Hiroya Miura’s opera, Sharaku Unframed, was worth waiting for; it was both intellectually stimulating and enchanting. Miura takes on the mysteries of Tōshūsai Sharaku, one of the most celebrated and recognizable artists of ukiyo-e (prints and paintings of “the floating world”). We don’t know who he was, and we don’t know why he was only active for 10 months, from 1794 to January 1795 (though historians have made some strong guesses about that, stemming from a statement by a contemporary artist and writer named Ota Nanpo: “Sharaku designed likenesses of Kabuki actors, but because he depicted them too truthfully, his prints did not conform to accepted ideas, and his career was short ...”). In Miura’s mind, that makes him the perfect subject for a Noh play, because he was and is, a kind of ghost.
One possible identification for Sharaku is actually a Noh actor of silent roles, Saito Jurobei, an identification that, as Miura himself recounted, pleased him because it would make Sharaku triply ghost-like, but also because you can imagine him, a silent presence in the courtly Noh plays, yearning secretly for the robust, popular world of kabuki, whose actors he portrayed with such penetrating acumen in his woodblock prints.
It also so happens that the Noh actor theory found a proponent in an American expert on Japanese art, Arthur Davison Ficke. Ficke was also a poet and playwright who attended the first U.S. art show devoted to Sharaku and wrote a play about it, The Ghost of Sharaku (1951), in which every character is a ghost of memory from the exhibition. The play, with cuts and changes, became the text for Miura’s 25-minute opera.

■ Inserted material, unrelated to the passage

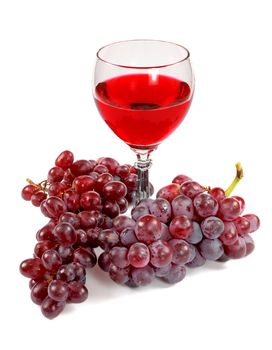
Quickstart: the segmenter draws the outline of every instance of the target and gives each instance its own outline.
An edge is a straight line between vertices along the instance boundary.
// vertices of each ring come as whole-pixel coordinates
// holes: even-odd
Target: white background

This ghost opera’s music is appropriately understated, using Western instruments mainly (Pelinka and Rohde, with Michel Taddei on bass, and Haruka Fujii, a very discreet percussionist, all unerringly conducted by Matilda Hofman.) It’s the singers who dominate this score, and the writing for them is deft. The back-and-forth dialogue of Mr. Mansfield (baritone Daniel Cilli) and Madame Vignier (soprano Nikki Einfeld) is flexible and fleet, but never boring. Miura taps a comic vein that is subtly perfect for the very polite way these characters have of undercutting each other.
As Cilli opened the piece with a declamatory passage announcing the terms of sale for the various prints, Einfeld laughed over his shoulder “You have a beautiful taste, but never serious.” Einfeld’s personal warmth made this engaging, an attempt to begin a discussion. Later Einfeld sang the opera’s highpoint, both in terms of music and performance, “We move here amid mysteries.” Amid the pervasive restraint, this little arioso is a lyrical pearl, and Miura’s interleaving of these lyrical moments is the major reason the opera doesn’t drag. (And Cilli gets his own jab in: “These painters were not exactly serious. They were Kabuki boys ...”)
And then we’re suddenly in the world of traditional Noh as Honjoh, who has been sitting silently in the forestage, back to the audience, turns around and sings (in English and Japanese) the role of the Daimyo of Awa, in whose entourage is an unnamed, silent Noh artist. Honjoh was right at home in Miura’s Noh-style music. That moment brings a clarity that can only come from an insider witness, but what it clarifies is something universal, a truth that the other two characters can immediately understand.
When we delve into the art of another culture, we’re looking for that kind of transcendent understanding of the human condition. How neat that Miura was able to offer that so concisely and wisely.